La coïncidence est troublante. Quasiment le même jour que la sortie de Francilisy, Presselite alignait le prix de son application. Peu de temps après, Francilisy disparaissait et Metro Paris prenait sa place en tête du classement français, où elle est restée depuis.



Les deux applications sont très proches et sont les seules à ne pas se contenter d'une vague image en guise de plan. Toutes deux intègrent une carte interactive, une recherche d'itinéraire et diverses informations comme les horaires. Face à Francilisy néanmoins, Metro Paris avait grandement perdu de son intérêt : moins complète, moins rapide, moins bien réalisée, elle n'avait comme seul avantage de permettre une recherche d'itinéraires sans connexion Internet.

C'est cette nuance qui a permis à Metro Paris de ne pas attirer les foudres de la RATP. Les éditeurs de l'application ont, en effet, écrit leurs propres algorithmes de recherche, ce qui permet une recherche en local, au détriment de la vitesse néanmoins, les serveurs de la RATP étant naturellement plus puissants qu'un iPhone ou iPod touch.

Avec des plans provenant de la RATP, certains se sont posés des questions. Et si Metro Paris était une commande de la RATP qui avait voulu, en interdisant Francilisy, supprimer la concurrence ? Le rapide succès de l'application après la disparition de Francilisy était, à cet égard, assez troublant...

On se demande bien, cependant, pourquoi Presselite aurait aligné son prix de vente s’ils savaient que la RATP demanderait la suppression de Francilisy. Nous avons contacté la société qui nous a confirmé avoir signé un accord avec la RATP pour l'utilisation de leurs données, mais aussi que Metro Paris n'avait rien à voir avec une commande de la RATP. La demande est venue de Presselite et si l'entreprise discute actuellement avec la RATP pour renforcer leurs collaborations techniques, la RATP n'est pas, là encore, à l'origine du projet.

Une application native en préparation ?

À ce jour, on peut dire que la RATP n'a pas fait beaucoup d'effort pour aider les utilisateurs d'iPhone ou iPod touch. Pas de site spécifique, encore moins d'applications natives n'ont été développés. Pourtant, il se pourrait que les temps changent.

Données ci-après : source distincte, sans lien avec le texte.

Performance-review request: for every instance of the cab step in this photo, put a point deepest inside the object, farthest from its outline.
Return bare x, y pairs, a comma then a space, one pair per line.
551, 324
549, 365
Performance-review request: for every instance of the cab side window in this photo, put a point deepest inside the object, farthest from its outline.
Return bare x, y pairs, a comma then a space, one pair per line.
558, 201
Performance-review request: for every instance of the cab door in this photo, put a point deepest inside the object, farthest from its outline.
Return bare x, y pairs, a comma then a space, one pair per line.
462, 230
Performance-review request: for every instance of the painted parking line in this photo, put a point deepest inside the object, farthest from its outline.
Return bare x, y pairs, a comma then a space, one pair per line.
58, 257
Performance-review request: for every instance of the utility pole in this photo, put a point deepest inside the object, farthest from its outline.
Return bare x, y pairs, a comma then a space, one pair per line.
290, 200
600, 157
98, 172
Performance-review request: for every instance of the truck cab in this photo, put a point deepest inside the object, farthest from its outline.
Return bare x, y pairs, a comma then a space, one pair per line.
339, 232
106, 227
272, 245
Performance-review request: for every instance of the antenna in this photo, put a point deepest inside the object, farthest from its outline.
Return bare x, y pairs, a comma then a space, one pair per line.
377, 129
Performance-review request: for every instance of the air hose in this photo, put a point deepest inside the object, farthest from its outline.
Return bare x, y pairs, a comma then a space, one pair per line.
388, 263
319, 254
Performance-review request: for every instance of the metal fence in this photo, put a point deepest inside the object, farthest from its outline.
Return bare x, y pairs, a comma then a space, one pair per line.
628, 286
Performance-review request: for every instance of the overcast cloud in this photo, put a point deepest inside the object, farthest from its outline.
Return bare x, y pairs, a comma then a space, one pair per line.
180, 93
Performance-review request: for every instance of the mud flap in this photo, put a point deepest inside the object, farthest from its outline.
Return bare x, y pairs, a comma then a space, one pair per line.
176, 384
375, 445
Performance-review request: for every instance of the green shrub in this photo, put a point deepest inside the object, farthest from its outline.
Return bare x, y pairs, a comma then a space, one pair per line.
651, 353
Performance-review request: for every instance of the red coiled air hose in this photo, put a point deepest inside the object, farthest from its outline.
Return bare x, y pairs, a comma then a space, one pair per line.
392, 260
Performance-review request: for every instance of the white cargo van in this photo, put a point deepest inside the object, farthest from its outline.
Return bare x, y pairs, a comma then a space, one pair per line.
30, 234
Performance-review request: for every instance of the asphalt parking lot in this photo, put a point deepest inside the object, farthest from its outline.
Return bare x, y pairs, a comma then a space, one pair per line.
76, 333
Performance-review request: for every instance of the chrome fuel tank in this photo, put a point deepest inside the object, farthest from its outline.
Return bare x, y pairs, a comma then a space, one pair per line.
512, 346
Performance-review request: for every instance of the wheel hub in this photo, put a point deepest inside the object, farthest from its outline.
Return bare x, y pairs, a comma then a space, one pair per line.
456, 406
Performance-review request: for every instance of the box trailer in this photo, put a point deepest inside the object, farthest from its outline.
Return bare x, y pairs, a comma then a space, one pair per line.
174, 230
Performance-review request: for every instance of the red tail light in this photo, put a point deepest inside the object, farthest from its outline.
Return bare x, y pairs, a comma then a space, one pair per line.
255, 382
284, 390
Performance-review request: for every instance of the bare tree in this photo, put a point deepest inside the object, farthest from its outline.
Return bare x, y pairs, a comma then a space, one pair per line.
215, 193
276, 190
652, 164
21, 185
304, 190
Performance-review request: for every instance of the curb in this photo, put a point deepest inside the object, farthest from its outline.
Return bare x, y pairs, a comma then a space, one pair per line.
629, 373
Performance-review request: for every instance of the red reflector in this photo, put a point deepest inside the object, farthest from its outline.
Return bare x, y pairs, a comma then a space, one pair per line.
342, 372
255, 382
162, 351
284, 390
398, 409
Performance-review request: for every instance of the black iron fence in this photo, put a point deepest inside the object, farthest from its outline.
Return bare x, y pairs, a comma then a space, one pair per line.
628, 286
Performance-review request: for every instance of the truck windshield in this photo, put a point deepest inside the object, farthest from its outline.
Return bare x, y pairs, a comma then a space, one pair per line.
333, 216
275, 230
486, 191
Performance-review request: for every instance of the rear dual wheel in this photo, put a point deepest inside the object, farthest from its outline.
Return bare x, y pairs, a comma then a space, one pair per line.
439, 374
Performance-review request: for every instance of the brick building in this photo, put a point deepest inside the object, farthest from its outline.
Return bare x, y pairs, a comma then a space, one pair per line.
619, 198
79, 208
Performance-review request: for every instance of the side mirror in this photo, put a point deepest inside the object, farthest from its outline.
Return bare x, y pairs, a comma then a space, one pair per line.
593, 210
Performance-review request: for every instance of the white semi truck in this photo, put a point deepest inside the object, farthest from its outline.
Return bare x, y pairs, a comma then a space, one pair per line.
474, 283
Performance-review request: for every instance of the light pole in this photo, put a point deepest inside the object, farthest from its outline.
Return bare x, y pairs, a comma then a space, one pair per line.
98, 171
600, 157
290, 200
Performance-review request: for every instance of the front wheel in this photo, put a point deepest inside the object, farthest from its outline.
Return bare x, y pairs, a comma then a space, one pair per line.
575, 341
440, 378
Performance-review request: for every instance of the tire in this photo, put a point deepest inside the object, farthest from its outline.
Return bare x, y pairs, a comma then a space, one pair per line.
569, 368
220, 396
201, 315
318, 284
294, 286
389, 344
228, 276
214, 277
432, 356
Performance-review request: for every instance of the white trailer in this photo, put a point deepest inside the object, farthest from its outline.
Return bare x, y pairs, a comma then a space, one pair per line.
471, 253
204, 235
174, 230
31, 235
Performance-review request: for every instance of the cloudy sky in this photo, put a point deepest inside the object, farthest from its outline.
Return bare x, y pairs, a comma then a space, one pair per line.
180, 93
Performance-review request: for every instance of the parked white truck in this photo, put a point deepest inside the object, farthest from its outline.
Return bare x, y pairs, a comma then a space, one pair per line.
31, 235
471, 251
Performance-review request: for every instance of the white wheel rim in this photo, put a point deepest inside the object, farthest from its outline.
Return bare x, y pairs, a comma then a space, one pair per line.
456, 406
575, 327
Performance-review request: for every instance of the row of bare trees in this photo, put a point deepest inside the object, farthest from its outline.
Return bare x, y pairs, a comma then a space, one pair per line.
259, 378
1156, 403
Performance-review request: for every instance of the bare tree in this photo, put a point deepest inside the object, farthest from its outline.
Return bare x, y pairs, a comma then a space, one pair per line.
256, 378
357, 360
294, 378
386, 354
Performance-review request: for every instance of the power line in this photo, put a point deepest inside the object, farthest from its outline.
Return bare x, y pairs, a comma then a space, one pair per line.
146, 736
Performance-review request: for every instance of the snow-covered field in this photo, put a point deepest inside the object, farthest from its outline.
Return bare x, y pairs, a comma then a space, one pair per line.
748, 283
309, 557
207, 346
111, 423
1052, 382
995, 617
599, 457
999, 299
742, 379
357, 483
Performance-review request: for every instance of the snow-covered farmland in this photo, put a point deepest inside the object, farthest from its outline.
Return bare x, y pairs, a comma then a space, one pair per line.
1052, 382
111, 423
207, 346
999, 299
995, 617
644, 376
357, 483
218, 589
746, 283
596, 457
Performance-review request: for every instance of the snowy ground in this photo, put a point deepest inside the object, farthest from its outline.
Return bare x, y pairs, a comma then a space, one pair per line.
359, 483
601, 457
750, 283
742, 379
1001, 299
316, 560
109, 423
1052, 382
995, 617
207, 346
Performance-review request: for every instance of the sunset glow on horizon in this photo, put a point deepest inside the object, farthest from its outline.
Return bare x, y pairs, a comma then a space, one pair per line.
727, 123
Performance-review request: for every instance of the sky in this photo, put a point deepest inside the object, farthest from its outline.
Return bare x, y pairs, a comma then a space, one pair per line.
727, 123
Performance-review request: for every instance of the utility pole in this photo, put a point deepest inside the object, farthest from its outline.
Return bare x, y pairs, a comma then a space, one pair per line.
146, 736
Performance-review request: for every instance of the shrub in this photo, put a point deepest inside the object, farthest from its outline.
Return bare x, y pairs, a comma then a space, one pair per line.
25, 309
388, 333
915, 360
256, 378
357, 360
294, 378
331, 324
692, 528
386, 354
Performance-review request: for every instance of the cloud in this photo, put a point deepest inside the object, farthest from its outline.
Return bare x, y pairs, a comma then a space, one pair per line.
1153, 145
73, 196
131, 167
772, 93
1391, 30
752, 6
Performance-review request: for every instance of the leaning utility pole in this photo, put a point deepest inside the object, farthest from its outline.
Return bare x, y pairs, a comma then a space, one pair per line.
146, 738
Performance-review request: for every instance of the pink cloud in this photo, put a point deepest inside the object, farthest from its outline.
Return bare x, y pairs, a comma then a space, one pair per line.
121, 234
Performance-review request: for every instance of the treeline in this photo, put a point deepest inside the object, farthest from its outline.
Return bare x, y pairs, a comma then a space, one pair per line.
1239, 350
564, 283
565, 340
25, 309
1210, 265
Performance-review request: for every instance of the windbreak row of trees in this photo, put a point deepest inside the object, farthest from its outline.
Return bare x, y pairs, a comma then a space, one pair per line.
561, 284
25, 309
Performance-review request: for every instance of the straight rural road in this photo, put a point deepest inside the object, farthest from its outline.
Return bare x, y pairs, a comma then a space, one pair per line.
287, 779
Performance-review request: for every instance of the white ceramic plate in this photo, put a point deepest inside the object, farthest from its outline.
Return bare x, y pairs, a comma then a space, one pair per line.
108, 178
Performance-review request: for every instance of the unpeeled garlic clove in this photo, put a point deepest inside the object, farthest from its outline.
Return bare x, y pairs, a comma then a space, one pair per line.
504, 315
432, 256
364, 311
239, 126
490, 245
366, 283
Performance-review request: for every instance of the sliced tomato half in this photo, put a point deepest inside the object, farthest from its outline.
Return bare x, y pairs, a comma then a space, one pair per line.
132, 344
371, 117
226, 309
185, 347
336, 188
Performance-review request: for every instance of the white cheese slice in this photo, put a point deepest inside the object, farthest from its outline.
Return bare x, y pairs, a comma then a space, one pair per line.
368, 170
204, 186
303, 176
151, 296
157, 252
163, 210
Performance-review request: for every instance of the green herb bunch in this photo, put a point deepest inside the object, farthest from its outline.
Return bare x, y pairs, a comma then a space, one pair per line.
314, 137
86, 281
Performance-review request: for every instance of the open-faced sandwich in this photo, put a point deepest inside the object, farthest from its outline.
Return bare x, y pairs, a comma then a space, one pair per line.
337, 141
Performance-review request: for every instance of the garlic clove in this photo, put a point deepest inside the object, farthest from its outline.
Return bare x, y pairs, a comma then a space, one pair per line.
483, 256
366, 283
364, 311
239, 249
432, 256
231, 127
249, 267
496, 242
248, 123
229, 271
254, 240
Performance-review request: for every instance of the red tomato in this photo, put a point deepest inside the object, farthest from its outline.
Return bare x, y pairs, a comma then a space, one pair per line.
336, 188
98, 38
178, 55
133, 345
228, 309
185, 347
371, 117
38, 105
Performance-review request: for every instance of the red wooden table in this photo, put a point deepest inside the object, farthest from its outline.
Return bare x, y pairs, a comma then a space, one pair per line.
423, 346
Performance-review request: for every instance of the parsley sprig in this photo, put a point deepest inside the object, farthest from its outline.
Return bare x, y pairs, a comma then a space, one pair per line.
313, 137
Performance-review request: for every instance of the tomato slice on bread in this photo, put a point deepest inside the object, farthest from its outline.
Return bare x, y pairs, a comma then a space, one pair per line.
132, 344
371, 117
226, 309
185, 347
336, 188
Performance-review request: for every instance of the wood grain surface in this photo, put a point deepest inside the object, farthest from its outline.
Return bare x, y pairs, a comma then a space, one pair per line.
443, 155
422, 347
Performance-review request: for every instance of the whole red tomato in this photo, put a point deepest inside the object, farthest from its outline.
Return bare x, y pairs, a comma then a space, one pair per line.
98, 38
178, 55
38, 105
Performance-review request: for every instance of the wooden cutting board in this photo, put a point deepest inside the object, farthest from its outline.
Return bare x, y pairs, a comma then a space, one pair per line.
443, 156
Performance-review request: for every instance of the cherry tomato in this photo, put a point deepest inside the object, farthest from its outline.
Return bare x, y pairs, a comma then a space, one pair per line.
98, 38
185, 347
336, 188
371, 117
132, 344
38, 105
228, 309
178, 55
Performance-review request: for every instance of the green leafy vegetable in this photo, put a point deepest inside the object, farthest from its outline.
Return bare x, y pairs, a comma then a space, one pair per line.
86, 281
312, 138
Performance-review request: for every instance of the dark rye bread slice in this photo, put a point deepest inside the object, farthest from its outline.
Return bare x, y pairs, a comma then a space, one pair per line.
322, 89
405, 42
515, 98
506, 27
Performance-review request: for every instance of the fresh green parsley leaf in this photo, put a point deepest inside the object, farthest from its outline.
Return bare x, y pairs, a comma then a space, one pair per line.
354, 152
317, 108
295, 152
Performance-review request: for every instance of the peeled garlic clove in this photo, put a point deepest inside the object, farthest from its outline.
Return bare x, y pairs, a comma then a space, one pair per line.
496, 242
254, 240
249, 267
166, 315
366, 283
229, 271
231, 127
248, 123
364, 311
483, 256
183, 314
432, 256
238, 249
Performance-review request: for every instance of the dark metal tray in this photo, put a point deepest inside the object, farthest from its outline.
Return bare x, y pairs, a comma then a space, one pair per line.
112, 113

Après la suppression de Francilisy, nous avons contacté la RATP qui nous a répondu que "la RATP développera prochainement un produit équivalent". Malheureusement, nous n'avons pas eu plus d'informations de la part de l'entreprise qui n'a pas souhaité prendre le temps de nous répondre.

Difficile, dès lors, de savoir si l'application de la RATP sera juste un plan, ou reprendra les fonctions de recherche d'itinéraire du site Internet. Le plan interactif serait très bien adapté aux interfaces tactiles. On ne peut qu'espérer, en tout cas, que les développeurs de la RATP s'inspireront du travail effectué par Rémy Bourgoin sur Francilisy. Et souhaitons à ce dernier plus de chance et de réussite pour ses futurs projets !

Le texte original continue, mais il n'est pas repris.